Glass recycling bins cut down on drive for St. James residents

Robert Wagner, of St. James, places gas bottles into recycling bins at Lakewood Plaza. Credit: Heather Walsh
Smithtown has opened glass recycling bins in a St. James shopping center in response to requests from hamlet residents, officials said.
The bins at Lakewood Plaza on Lake Avenue join four other locations in town. They are intended to minimize the drive for residents who no longer have the option of dropping glass curbside with other recyclables, and solid waste officials say the bins — color coded for brown, green and clear glass — allow for neater and faster collection than the 55-gallon drums the town once used. More bins could be on the way in Fort Salonga and on Smithtown Boulevard.

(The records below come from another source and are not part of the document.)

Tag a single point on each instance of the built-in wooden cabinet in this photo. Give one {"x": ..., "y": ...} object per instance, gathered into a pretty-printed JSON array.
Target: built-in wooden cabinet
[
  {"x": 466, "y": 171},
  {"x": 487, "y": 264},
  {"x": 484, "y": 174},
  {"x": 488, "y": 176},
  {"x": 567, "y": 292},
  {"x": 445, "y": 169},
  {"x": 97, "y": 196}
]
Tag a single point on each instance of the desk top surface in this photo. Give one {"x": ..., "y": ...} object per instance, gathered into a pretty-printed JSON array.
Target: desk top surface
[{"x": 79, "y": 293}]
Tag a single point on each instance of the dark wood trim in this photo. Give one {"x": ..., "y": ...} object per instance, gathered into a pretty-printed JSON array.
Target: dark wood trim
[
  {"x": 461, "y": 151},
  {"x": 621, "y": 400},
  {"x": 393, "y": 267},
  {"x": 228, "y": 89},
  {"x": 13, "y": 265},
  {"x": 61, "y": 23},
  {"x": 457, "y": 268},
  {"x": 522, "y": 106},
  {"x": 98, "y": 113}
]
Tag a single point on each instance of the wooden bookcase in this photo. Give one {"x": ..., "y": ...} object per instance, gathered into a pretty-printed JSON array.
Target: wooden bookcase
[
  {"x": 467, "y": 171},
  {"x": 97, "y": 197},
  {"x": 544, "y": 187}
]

Glass recycling in Smithtown slowed from more than a thousand tons per year to 200 tons last year after the town, like others on Long Island, stopped curbside recycling pickup of the product.

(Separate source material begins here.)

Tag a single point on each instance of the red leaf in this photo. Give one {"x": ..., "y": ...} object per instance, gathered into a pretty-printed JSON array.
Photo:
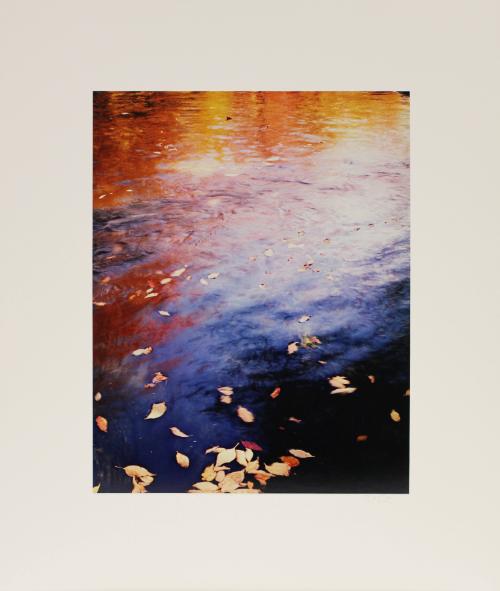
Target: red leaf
[{"x": 252, "y": 445}]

Always problematic — haulers complained that it contaminated more lucrative streams like aluminum and wreaked havoc on machinery — glass became prohibitively expensive to process at a time when the towns were reverting from single to dual-stream recycling.
“The recycling markets are very tight to nonexistent,” Mike Engelmann, Smithtown’s solid waste coordinator, said in an interview. While some uses do show promise, such as using old glass for road aggregate, Long Island has no large-scale manufacturing facility, said Neal Sheehan, the town’s sanitation supervisor, and trucking old glass off the Island is economically unfeasible. “Say there were a place in southern New Jersey… Well, to get it here to there, you’re paying transportation, tolls, and you can only take so many yards before you’re overweight.”
Brandon Wright, a spokesman for the National Waste & Recycling Association, said that Smithtown’s strategy could produce a more marketable product. “With dropoff you get a much cleaner product that doesn’t generally require any sort of secondary processing,” as opposed to the food contamination that typically accompanies glass from curbside pickup, he said.
For now, Smithtown officials ship the town’s glass to Brookhaven, where it is used for drainage and landfill cover under a special agreement with New York State environmental officials.
While Engelmann and Sheehan said they continue to seek markets for Smithtown glass, Engelmann said they also hope they will simply see less of it in the future. “People are changing their habits,” he said. “We’re seeing more products available in containers other than glass.”